“This Isn’t a Good Night For Walking” – Arches
One more twosome in what has inadvertently turned out to be “duo week” here. Of the three, Philadelphia’s Arches may be the least-likely-sounding band-that’s-only-two-people of all, because of how spacious this music is. The song is long by Fingertips’ standards—six and a half minutes—but hang with it. The length is part of the space. So of course is the reverb. But there’s more to it than that; the time the song takes to unfold and the echoey ambiance don’t create the space as much as model it. There’s something large and unhurried in the air here, a sense that the music needs the time it’s taking, if that makes any sense.

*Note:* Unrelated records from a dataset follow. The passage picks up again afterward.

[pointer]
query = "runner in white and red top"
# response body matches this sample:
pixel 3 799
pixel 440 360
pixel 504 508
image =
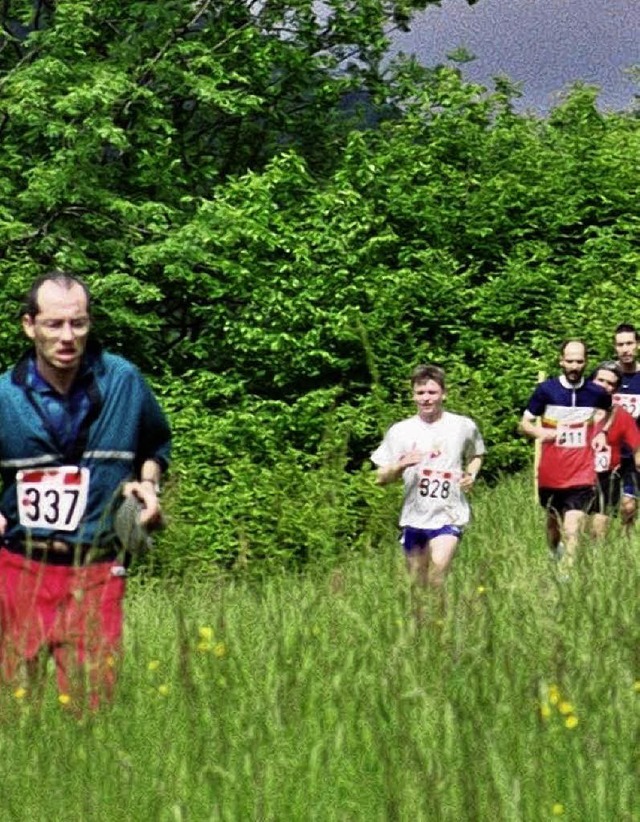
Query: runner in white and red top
pixel 566 476
pixel 621 431
pixel 438 455
pixel 627 345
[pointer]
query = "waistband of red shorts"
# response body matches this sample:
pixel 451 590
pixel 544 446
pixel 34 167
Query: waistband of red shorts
pixel 61 552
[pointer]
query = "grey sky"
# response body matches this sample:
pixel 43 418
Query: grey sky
pixel 544 45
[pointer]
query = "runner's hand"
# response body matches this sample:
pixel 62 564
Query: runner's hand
pixel 151 514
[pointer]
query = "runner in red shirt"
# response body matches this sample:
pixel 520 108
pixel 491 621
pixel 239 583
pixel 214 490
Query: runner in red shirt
pixel 621 430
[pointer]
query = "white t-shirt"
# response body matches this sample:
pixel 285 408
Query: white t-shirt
pixel 432 495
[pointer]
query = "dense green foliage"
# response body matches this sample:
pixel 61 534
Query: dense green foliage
pixel 333 695
pixel 277 225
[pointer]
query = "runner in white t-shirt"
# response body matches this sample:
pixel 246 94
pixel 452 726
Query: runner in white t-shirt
pixel 438 456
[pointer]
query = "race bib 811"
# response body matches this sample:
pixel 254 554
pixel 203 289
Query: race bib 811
pixel 52 498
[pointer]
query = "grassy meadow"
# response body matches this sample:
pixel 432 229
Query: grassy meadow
pixel 337 693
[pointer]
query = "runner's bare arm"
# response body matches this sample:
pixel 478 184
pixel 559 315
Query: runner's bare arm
pixel 146 489
pixel 534 430
pixel 470 473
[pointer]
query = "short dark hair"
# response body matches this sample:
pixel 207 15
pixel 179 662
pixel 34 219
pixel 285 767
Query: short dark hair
pixel 62 278
pixel 423 373
pixel 607 365
pixel 626 328
pixel 573 340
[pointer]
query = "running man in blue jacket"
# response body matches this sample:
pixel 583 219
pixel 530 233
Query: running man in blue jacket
pixel 79 429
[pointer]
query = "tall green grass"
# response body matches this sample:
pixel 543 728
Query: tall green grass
pixel 337 693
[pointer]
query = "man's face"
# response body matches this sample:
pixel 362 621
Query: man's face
pixel 573 361
pixel 626 346
pixel 428 397
pixel 59 330
pixel 606 379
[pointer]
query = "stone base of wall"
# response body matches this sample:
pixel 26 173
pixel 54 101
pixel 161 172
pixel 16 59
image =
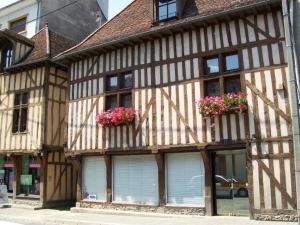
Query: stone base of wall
pixel 142 208
pixel 276 215
pixel 30 203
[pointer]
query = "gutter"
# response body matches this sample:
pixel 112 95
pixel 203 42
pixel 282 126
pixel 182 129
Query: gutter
pixel 180 23
pixel 38 13
pixel 294 93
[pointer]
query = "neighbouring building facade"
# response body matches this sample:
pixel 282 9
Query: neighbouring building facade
pixel 33 94
pixel 27 17
pixel 159 58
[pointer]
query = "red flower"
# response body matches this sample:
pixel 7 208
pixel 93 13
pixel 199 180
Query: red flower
pixel 116 117
pixel 217 106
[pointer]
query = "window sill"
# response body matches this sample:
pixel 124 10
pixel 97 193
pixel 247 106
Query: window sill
pixel 33 197
pixel 20 133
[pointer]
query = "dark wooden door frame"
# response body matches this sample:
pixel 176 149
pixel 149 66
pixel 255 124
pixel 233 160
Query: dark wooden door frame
pixel 213 161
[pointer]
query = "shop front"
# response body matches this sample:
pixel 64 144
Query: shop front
pixel 140 182
pixel 30 177
pixel 7 173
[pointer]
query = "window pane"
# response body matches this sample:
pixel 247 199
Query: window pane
pixel 232 85
pixel 126 100
pixel 24 98
pixel 127 81
pixel 30 177
pixel 111 102
pixel 15 127
pixel 17 99
pixel 19 25
pixel 23 125
pixel 172 10
pixel 7 57
pixel 212 88
pixel 112 83
pixel 232 62
pixel 163 12
pixel 212 66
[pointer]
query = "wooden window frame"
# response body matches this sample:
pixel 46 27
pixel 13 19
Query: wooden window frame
pixel 166 4
pixel 119 91
pixel 20 107
pixel 16 20
pixel 222 75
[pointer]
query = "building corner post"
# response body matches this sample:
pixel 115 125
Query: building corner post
pixel 294 92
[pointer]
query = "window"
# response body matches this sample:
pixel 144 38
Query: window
pixel 231 62
pixel 30 176
pixel 118 90
pixel 135 180
pixel 19 25
pixel 221 74
pixel 94 178
pixel 212 88
pixel 6 57
pixel 185 179
pixel 7 172
pixel 212 65
pixel 166 9
pixel 20 113
pixel 232 84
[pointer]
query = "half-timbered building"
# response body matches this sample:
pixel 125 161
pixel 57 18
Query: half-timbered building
pixel 32 118
pixel 160 57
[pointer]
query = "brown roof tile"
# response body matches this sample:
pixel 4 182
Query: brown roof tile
pixel 138 18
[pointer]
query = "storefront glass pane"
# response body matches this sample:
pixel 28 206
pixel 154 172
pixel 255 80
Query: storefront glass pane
pixel 7 172
pixel 231 183
pixel 30 176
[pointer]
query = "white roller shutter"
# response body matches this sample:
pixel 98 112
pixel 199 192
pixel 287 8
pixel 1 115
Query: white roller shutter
pixel 185 179
pixel 94 179
pixel 135 180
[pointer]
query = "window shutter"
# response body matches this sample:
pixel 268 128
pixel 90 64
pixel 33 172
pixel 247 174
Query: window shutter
pixel 135 180
pixel 94 178
pixel 185 179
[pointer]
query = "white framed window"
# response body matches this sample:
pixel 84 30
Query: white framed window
pixel 185 183
pixel 94 178
pixel 135 180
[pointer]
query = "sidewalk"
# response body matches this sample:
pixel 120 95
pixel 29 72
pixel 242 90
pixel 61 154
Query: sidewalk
pixel 51 217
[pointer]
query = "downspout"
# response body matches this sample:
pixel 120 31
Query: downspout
pixel 37 24
pixel 294 94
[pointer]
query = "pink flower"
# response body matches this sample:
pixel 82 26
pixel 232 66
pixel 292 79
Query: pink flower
pixel 210 106
pixel 116 117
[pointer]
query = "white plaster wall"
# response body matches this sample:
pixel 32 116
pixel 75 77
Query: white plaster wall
pixel 30 11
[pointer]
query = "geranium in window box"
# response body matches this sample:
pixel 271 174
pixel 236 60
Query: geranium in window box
pixel 211 106
pixel 116 117
pixel 236 102
pixel 217 106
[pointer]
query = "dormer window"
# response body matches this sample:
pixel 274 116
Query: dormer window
pixel 5 58
pixel 18 25
pixel 166 9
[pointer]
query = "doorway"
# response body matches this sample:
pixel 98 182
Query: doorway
pixel 230 183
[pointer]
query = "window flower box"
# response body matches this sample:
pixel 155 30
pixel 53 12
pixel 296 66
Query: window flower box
pixel 116 117
pixel 216 106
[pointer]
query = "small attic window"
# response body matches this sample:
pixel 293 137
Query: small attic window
pixel 6 58
pixel 166 9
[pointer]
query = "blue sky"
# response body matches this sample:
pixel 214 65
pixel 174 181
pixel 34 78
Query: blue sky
pixel 115 6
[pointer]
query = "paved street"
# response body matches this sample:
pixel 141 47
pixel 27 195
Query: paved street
pixel 51 217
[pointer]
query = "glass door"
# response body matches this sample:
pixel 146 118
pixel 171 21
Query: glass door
pixel 231 183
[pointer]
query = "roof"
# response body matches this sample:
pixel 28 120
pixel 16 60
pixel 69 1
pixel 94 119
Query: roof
pixel 137 18
pixel 45 45
pixel 10 34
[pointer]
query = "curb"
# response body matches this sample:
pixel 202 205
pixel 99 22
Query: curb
pixel 130 213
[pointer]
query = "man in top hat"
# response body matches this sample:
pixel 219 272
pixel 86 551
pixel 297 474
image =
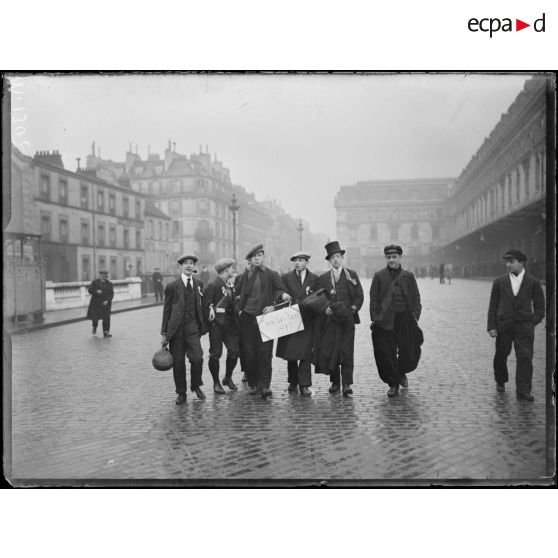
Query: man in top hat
pixel 296 349
pixel 342 286
pixel 183 326
pixel 516 307
pixel 394 311
pixel 218 303
pixel 102 293
pixel 259 288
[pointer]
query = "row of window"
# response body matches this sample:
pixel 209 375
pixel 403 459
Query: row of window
pixel 45 194
pixel 85 237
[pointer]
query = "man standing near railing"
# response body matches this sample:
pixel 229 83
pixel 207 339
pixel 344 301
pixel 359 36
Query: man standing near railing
pixel 102 293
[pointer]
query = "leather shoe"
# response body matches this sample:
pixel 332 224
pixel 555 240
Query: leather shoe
pixel 230 384
pixel 218 388
pixel 293 388
pixel 334 388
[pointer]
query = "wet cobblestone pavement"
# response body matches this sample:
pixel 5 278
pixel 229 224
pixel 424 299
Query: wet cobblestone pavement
pixel 86 407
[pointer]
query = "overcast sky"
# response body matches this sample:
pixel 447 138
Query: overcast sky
pixel 293 138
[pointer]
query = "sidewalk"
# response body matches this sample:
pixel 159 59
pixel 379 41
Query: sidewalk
pixel 62 317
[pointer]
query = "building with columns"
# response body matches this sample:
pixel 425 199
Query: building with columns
pixel 498 201
pixel 374 213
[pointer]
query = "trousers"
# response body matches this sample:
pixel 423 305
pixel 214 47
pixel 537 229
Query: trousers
pixel 521 335
pixel 257 354
pixel 299 372
pixel 186 342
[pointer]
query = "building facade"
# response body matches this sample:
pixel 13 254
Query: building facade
pixel 499 199
pixel 86 223
pixel 375 213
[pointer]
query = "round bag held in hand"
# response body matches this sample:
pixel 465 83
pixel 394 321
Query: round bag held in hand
pixel 162 359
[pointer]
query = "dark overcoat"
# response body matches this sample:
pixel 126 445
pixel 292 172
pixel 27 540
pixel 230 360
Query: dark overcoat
pixel 504 308
pixel 173 307
pixel 356 294
pixel 298 346
pixel 97 310
pixel 381 309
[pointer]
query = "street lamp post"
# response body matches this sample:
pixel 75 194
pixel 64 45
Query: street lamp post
pixel 234 207
pixel 300 229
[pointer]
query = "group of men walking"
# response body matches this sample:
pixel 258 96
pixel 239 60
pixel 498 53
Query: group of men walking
pixel 228 306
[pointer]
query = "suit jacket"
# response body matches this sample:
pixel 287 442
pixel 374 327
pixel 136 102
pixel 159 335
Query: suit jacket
pixel 504 307
pixel 173 306
pixel 298 346
pixel 356 294
pixel 272 289
pixel 380 296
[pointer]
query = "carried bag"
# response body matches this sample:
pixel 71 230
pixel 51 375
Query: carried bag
pixel 162 359
pixel 317 301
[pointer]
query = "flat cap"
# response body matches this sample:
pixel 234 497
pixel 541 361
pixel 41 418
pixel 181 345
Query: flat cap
pixel 254 251
pixel 300 254
pixel 190 256
pixel 223 263
pixel 513 254
pixel 393 249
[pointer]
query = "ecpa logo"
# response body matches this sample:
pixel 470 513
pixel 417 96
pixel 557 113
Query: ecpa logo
pixel 492 25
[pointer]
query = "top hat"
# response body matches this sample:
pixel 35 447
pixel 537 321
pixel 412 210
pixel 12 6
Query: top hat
pixel 300 254
pixel 190 256
pixel 333 248
pixel 513 254
pixel 254 251
pixel 393 249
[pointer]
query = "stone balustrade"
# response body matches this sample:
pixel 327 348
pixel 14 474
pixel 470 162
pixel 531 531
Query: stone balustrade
pixel 61 296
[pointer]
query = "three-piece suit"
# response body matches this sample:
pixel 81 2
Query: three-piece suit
pixel 183 326
pixel 514 318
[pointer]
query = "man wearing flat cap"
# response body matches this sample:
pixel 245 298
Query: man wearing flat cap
pixel 394 311
pixel 342 287
pixel 296 349
pixel 516 307
pixel 102 293
pixel 218 303
pixel 258 289
pixel 182 327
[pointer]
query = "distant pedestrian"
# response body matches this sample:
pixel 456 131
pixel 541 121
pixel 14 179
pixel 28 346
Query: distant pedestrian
pixel 335 333
pixel 183 326
pixel 102 293
pixel 448 272
pixel 516 307
pixel 158 286
pixel 296 348
pixel 395 309
pixel 259 288
pixel 218 303
pixel 204 276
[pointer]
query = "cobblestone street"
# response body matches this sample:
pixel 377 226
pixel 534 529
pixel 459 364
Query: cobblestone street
pixel 85 407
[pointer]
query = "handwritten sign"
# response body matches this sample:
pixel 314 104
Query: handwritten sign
pixel 280 323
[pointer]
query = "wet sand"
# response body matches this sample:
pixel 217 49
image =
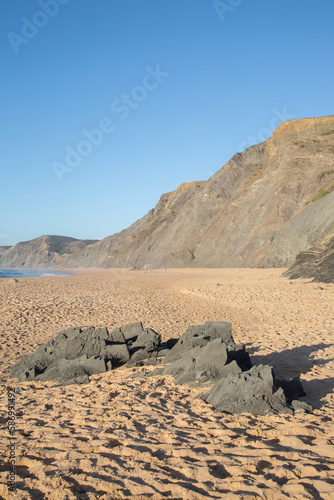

A concrete symbol of this need for space is the band’s use of hesitation throughout the song, both figuratively and literally. What I mean by “figurative” hesitation you can hear right away in the back-and-forth guitar chords employed in the introduction (and throughout), which pivot on one whole-step interval. On a piano this would be played by your index and middle finger, alternating in an even rhythm—which, if you think about what that looks like, is a gesture of waiting (the idle, or sometimes impatient, tapping of those two fingers). The sound sounds like it. Literal hesitation otherwise suffuses “This Isn’t A Good Night For Walking,” in everything from how the keyboards swing slightly behind the beat to the subtle way the back-and-forth chords get microscopically delayed as the song develops (say, at around 1:38), to how the five-note keyboard motif we hear in the foreground at 4:07 gets held up maybe a split second with each recurring statement. And then there’s the grandest hesitation of all: the way the lyrics disappear just past the halfway point, only after which the song takes us to its musical climax: a dramatic, strangely satisfying guitar-led iteration of the song’s verse.
“This Isn’t A Good Night For Walking” is the first available song from a forthcoming, yet-untitled album that Arches hopes to release before year’s end. MP3 via Pitchfork.